Poética é um conceito desenvolvido por Aristóteles com o qual Luiz Herrera (2016) confronta para propor uma poética da liberdade e que, entre outros sentidos, irei tomá-la por poesia e o enredo que a envolve. A poética tem o poder de comunicar e potencializar o que foi dito com a junção do que entendo serem melodias musicais,
formando as canções, que optei por chamar aqui também, em alguns momentos, de palavras cantadas. As canções existem com diferentes padrões em todas as culturas. No entanto, as canções produzidas pelos racializados, geralmente são vistas como passadistas e sem valor por vozes eurocentricas e colonizadoras. O padrão de poder
imposto pelo modelo eurocentrado, com sua racialização e através dela, estabelece a divisão e o controle do trabalho em carater uniforme. Impôs aos ameríndios uma história linear, do vencedor e baseada num dualismo que separa o homem “civilizado” do seu meio ambiente, colonizando-o através do espaço-tempo, desenvolvendo a
colonialidade que têm como modelo a ser seguido os preceitos da modernidade. Ela é o mundo à semelhança da civilização europeia ocidental. Este trabalho, intitulado Música e poética: cantarolando saberes na Amazônia acreana, analisa as letras de canções locais em busca de conhecimentos/saberes ou poéticas da libertação. Nesta
dissertação iremos utilizar essas canções e os seus temas como fontes, buscando nos seus enredos e imagens a produção de saberes de uma poética da liberdade. Entendemos que essas canções podem fazer circular saberes sobre o local e suas gentes, possibilitando descolonizar as mentalidades colonizadas em seus imaginários e subjetividades. Selecionamos um repertório musical que alia canções, que narram ou apresentam relações com o ambiente e a cultura, suas dificuldades e vivências. Notadamente produzidas e/ou que falam de pessoas dos estratos sociais colocados historicamente em posições subalternas: indigenas, negros, seringueiros, entre outros.
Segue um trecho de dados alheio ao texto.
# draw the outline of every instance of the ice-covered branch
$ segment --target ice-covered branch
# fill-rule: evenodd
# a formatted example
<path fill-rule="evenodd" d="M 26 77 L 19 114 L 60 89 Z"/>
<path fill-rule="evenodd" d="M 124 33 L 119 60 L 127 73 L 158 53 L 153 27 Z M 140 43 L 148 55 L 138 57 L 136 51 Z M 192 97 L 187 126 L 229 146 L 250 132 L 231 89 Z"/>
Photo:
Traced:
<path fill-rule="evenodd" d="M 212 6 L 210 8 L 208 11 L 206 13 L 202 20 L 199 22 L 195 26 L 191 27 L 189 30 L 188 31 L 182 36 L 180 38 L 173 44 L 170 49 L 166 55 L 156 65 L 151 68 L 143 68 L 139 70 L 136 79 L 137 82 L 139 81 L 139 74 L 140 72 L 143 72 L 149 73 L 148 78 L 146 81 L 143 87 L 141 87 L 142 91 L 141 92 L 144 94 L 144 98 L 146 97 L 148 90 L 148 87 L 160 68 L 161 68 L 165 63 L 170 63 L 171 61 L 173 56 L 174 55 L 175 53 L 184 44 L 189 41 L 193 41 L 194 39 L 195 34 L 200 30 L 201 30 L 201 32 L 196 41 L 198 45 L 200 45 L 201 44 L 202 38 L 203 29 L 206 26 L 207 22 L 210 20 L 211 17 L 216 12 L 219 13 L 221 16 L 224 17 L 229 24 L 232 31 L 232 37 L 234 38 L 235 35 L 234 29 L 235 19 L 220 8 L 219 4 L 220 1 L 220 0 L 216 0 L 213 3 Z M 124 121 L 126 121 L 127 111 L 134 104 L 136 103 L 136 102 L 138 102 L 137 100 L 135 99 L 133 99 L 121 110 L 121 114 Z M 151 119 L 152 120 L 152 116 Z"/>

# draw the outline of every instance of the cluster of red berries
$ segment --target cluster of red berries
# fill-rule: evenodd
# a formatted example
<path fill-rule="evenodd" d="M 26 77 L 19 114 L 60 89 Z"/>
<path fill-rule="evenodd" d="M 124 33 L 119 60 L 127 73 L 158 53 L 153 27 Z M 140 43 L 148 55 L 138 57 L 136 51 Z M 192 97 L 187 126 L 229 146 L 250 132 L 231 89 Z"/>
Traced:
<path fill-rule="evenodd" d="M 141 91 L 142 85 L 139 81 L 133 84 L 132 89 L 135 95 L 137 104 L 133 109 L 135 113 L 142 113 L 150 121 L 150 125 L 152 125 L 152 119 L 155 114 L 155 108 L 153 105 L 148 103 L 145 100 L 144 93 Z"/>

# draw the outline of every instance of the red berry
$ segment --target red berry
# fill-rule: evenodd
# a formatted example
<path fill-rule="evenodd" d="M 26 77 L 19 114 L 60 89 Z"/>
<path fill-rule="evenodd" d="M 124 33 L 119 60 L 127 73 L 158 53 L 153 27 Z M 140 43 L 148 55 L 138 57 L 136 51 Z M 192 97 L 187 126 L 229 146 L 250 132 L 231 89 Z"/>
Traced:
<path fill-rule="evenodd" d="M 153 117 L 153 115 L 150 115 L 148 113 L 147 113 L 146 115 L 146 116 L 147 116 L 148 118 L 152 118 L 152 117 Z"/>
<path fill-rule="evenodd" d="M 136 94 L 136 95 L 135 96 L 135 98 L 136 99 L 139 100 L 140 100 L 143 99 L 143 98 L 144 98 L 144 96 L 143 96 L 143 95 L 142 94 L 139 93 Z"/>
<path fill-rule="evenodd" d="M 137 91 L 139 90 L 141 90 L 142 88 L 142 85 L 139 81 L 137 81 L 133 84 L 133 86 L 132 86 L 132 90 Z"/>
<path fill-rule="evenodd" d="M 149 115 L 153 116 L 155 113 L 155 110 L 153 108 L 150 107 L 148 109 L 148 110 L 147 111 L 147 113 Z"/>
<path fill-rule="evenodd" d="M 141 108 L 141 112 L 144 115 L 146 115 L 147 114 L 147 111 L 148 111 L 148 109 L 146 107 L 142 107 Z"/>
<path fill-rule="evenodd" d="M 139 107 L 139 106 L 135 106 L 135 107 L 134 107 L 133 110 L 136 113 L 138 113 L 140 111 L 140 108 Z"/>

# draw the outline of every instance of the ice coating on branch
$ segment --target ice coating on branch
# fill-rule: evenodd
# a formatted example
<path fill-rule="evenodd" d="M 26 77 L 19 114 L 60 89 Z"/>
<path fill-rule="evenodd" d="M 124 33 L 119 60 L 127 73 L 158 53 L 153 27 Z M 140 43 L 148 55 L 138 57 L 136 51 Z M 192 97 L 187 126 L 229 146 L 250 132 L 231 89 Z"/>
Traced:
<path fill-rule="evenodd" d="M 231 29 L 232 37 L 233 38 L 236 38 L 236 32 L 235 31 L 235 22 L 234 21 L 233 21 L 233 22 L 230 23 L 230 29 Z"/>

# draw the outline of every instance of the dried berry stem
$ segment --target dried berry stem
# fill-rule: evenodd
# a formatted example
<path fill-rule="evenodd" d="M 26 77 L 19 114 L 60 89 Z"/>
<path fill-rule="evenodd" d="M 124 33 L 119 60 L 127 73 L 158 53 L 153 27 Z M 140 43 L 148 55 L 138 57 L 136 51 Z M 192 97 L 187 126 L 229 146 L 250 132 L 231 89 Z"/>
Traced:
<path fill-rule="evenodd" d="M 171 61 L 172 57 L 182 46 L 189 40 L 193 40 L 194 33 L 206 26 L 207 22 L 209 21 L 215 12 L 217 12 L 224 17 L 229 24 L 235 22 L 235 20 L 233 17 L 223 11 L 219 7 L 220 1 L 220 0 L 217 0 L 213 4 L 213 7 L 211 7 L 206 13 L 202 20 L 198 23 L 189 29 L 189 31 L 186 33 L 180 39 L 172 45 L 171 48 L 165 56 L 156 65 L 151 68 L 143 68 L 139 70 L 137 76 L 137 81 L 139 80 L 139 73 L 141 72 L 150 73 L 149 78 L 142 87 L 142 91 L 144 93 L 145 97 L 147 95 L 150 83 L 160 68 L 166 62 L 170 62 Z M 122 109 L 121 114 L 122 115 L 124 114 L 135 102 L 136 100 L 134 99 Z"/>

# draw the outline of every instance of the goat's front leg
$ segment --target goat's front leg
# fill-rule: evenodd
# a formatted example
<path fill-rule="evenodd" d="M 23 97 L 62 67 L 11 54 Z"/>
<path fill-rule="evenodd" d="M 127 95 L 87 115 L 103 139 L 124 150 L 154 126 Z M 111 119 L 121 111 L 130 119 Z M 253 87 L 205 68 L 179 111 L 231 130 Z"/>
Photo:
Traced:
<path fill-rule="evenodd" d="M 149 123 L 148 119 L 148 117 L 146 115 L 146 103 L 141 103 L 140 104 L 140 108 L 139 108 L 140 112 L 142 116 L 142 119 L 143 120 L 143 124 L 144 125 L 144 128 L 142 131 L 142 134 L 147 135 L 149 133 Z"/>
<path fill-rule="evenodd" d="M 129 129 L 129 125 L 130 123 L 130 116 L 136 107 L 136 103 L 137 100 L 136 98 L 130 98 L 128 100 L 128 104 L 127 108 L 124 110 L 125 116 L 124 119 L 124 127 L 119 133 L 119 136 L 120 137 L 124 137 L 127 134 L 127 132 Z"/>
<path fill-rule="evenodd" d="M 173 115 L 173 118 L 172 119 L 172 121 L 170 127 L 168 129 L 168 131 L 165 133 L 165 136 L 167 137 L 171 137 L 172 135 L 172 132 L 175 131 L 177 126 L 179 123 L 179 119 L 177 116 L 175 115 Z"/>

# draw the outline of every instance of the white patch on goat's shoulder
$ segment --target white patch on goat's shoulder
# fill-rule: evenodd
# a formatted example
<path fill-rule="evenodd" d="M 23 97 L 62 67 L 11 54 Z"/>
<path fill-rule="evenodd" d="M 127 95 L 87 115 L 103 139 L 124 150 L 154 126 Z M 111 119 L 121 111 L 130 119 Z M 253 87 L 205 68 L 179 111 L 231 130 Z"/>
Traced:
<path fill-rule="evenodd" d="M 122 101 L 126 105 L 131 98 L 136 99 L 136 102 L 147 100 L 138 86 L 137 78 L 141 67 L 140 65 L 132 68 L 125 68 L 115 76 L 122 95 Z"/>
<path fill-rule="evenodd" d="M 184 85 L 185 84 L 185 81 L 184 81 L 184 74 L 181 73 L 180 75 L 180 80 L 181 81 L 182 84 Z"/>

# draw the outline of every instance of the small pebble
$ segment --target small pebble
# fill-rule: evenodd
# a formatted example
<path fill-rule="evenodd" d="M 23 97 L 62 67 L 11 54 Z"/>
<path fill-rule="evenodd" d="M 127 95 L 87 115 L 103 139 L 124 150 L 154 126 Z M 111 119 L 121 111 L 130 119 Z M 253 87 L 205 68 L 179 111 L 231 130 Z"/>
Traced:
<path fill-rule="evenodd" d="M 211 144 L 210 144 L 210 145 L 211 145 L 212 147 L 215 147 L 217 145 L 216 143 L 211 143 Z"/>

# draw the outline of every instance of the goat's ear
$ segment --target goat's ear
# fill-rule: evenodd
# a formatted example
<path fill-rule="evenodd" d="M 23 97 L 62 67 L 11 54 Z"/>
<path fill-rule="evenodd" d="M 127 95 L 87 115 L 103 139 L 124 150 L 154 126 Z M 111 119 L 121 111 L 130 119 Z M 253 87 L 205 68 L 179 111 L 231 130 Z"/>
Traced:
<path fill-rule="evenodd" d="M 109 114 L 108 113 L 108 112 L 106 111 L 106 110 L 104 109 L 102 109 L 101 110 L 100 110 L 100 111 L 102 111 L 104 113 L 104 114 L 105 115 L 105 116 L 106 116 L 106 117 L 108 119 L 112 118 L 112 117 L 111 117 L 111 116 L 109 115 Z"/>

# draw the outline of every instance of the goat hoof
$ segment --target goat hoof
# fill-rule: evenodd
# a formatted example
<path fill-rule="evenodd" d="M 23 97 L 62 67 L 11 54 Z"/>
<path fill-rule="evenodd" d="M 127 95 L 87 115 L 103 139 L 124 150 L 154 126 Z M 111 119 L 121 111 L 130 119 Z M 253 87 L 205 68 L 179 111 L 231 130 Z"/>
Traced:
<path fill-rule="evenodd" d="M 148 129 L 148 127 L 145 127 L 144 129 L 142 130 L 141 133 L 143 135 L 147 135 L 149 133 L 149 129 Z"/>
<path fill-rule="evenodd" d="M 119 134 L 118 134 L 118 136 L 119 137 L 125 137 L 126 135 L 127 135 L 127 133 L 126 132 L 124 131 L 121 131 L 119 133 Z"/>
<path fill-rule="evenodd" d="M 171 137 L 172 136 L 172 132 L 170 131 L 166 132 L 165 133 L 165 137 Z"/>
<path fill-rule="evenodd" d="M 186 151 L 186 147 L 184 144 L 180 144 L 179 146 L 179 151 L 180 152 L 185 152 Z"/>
É esse padrão de poder dominante que controla as diferentes formas de trabalho e seus produtos, impondo uma universalização de valores e dos conhecimentos eurocentrados. A escolha de canções é porque parte das resistências históricas se dão, entre outras, pela arte poética, em especial pela póética da libertação. Músicas e palavras que geram canções e imagens são formas de alcançar a liberdade subjetivada, que está resguardada pelo imaginário e apresenta saberes que transcendem a escrita e enriquece de sentidos as palavras. Além de Luiz Herrera (2016), iremos dialogar com os escritos de Silvia Cusiquanqui (2010); Anibal Quijano (2005); Miguel Wisnik (2006); João Veras Souza (2016); Ana Lúcia Fontenele (2014) entre outros, que nos deram as bases de articulação das questões tratadas ao longo deste trabalho.